Angindai.com – PT Unilever Indonesia Tbk (UNVR) mencatatkan laba bersih tahun 2023 sebesar Rp 4,8 triliun, mengalami penurunan sebesar 10,5% dibandingkan dengan tahun 2022 yang mencapai Rp 5,3 triliun.
Penurunan laba bersih Unilever disebabkan oleh penurunan penjualan bersih sebesar Rp 38,61 triliun, yang turun sebesar 7,3% dari tahun sebelumnya yang mencapai Rp 41,2 triliun pada tahun 2022.
Presiden Direktur Unilever Indonesia, Benjie Yap, menyebut secara rinci penjualan ke pasar dalam negeri juga menurun hingga 5,07% secara year-on-year (yoy) menjadi Rp 37,40 triliun.

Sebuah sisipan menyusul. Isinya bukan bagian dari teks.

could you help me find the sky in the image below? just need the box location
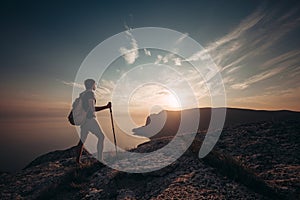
[0,0,300,172]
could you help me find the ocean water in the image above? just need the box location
[0,113,149,173]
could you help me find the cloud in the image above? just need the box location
[211,7,264,54]
[173,57,182,66]
[154,52,183,66]
[183,4,300,96]
[61,80,84,89]
[226,66,240,74]
[187,5,300,77]
[288,67,300,79]
[154,55,163,64]
[126,85,172,106]
[231,67,286,90]
[97,79,115,96]
[119,30,139,64]
[185,7,265,64]
[261,50,300,69]
[156,90,170,96]
[162,55,169,63]
[144,48,151,56]
[230,86,300,111]
[222,54,248,71]
[175,33,189,44]
[61,79,115,101]
[222,76,235,84]
[186,49,210,62]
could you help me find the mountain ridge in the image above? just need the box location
[133,107,300,139]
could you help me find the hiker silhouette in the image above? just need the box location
[76,79,111,163]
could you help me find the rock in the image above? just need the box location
[1,118,299,199]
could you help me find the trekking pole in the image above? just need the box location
[109,106,118,157]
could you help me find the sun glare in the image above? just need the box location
[164,93,181,110]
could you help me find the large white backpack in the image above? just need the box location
[68,95,87,126]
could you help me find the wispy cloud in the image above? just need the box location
[153,33,189,66]
[222,76,235,84]
[61,79,115,100]
[226,66,240,74]
[176,4,300,101]
[231,66,285,90]
[144,48,151,56]
[154,53,183,66]
[116,84,180,110]
[187,5,300,78]
[97,79,115,96]
[61,80,85,89]
[186,7,265,63]
[261,50,300,69]
[119,29,139,64]
[173,57,182,66]
[154,55,163,64]
[175,32,189,44]
[230,86,300,111]
[186,49,210,62]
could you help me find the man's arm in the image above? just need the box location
[95,102,111,112]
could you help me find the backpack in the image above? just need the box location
[68,96,87,126]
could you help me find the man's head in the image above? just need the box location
[84,79,96,90]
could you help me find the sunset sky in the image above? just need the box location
[0,0,300,172]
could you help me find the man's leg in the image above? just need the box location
[89,118,105,162]
[97,134,104,161]
[76,124,89,163]
[76,140,84,163]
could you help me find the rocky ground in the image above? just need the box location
[215,119,300,198]
[0,118,299,199]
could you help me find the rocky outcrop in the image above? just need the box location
[133,108,300,139]
[1,117,299,199]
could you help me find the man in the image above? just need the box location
[76,79,111,164]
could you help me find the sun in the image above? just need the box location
[163,93,181,110]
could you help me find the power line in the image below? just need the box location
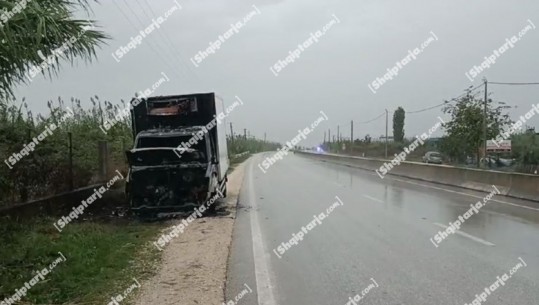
[407,102,447,114]
[136,0,202,82]
[331,83,484,139]
[407,83,485,114]
[488,81,539,86]
[334,111,386,130]
[356,112,386,124]
[111,1,184,80]
[326,112,386,143]
[447,83,486,103]
[120,0,182,66]
[132,0,187,64]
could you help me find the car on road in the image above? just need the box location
[422,151,443,164]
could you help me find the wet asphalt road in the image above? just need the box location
[225,153,539,305]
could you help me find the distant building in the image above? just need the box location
[376,135,394,142]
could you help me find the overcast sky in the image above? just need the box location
[14,0,539,146]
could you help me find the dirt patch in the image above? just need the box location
[133,160,247,305]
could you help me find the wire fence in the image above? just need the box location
[0,97,131,207]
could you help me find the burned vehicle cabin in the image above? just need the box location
[126,93,229,216]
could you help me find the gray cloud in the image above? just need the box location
[15,0,539,146]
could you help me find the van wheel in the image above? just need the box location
[222,184,227,198]
[222,175,228,197]
[206,194,217,214]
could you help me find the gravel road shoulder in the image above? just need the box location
[133,160,247,305]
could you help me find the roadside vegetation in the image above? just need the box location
[0,97,131,206]
[228,136,280,171]
[321,88,539,174]
[0,0,108,99]
[0,214,162,304]
[228,135,281,156]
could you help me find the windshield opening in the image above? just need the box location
[137,135,206,150]
[133,135,207,163]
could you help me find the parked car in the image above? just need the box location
[422,151,443,164]
[498,157,516,167]
[480,156,516,167]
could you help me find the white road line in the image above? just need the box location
[433,223,495,246]
[362,194,385,204]
[248,159,278,305]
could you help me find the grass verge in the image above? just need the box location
[228,154,251,173]
[0,217,163,304]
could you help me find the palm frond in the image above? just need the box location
[0,0,109,98]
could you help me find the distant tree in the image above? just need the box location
[439,136,463,163]
[441,88,511,166]
[511,129,539,173]
[393,107,405,142]
[0,0,109,98]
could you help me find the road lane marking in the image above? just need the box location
[248,159,278,305]
[433,223,495,246]
[326,161,539,212]
[362,195,385,204]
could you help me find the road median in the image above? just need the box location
[297,151,539,203]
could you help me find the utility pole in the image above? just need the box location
[229,122,234,142]
[350,120,354,146]
[324,131,326,143]
[68,132,73,191]
[328,129,331,143]
[483,78,488,168]
[337,125,340,142]
[244,128,247,139]
[385,109,388,159]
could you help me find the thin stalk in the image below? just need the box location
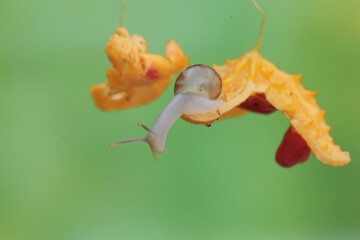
[252,0,265,52]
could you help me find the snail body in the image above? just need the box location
[110,65,223,161]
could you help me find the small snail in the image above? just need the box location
[109,64,224,161]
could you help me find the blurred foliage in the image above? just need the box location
[0,0,359,239]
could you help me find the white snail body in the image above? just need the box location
[110,64,224,161]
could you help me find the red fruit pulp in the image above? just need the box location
[276,126,311,167]
[240,94,277,114]
[145,66,159,79]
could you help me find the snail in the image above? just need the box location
[109,64,224,161]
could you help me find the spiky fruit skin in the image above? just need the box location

Nilai ekspor juga menurun 30,8% menjadi Rp 1,20 triliun. Sementara itu, perusahaan barang konsumen tersebut akan mengalokasikan belanja modal atau capital expenditure (capex) antara 2,4% hingga 2,5% dari total pendapatan tahun 2023. Secara keseluruhan, perseroan menyiapkan capex sebesar Rp 930 miliar hingga Rp 970 miliar untuk tahun 2024.
Capex tersebut akan digunakan untuk investasi dalam rangka mendukung pertumbuhan bisnis.
“2,4%-2,5% dari total pendapatan tahun 2023,” kata Benjie dalam paparan kinerja 2023, pada Rabu (7/2) kemarin.
Direktur Keuangan Unilever Indonesia, Vivek Agarwal, mengungkapkan bahwa seruan untuk memboikot produk atau perusahaan yang terafiliasi dengan Israel telah memengaruhi kinerja perusahaan pada kuartal IV 2023.
Ia menyebut penurunan terbesar terjadi pada November dan Desember 2023. Dampak pergeseran sentimen tersebut mengakibatkan penjualan domestik secara akumulatif di tahun 2023 menjadi minus 5,2%.
“Kami terdampak oleh sentimen konsumen yang negatif pada penjualan domestik,” katanya.
Untuk mengantisipasi dampak tersebut, Vivek menyatakan bahwa Unilever telah melakukan sejumlah strategi, termasuk mengoreksi hoaks dan informasi palsu yang beredar di masyarakat.
Selain itu, perusahaan juga mengidentifikasi area yang paling terdampak, seperti di Padang dan Aceh. Tak hanya itu, UNVR juga bekerja sama dengan komunitas masjid dan melibatkan tokoh agama untuk mengatasi sentimen negatif yang beredar di masyarakat.
Selain itu, Vivek menjelaskan bahwa Unilever Indonesia secara aktif memantau sebaran informasi terkait perusahaan dan melakukan penghapusan informasi yang salah.
“Ini merupakan langkah penting dan dilakukan tidak hanya sekali saja,” tambah Vivek.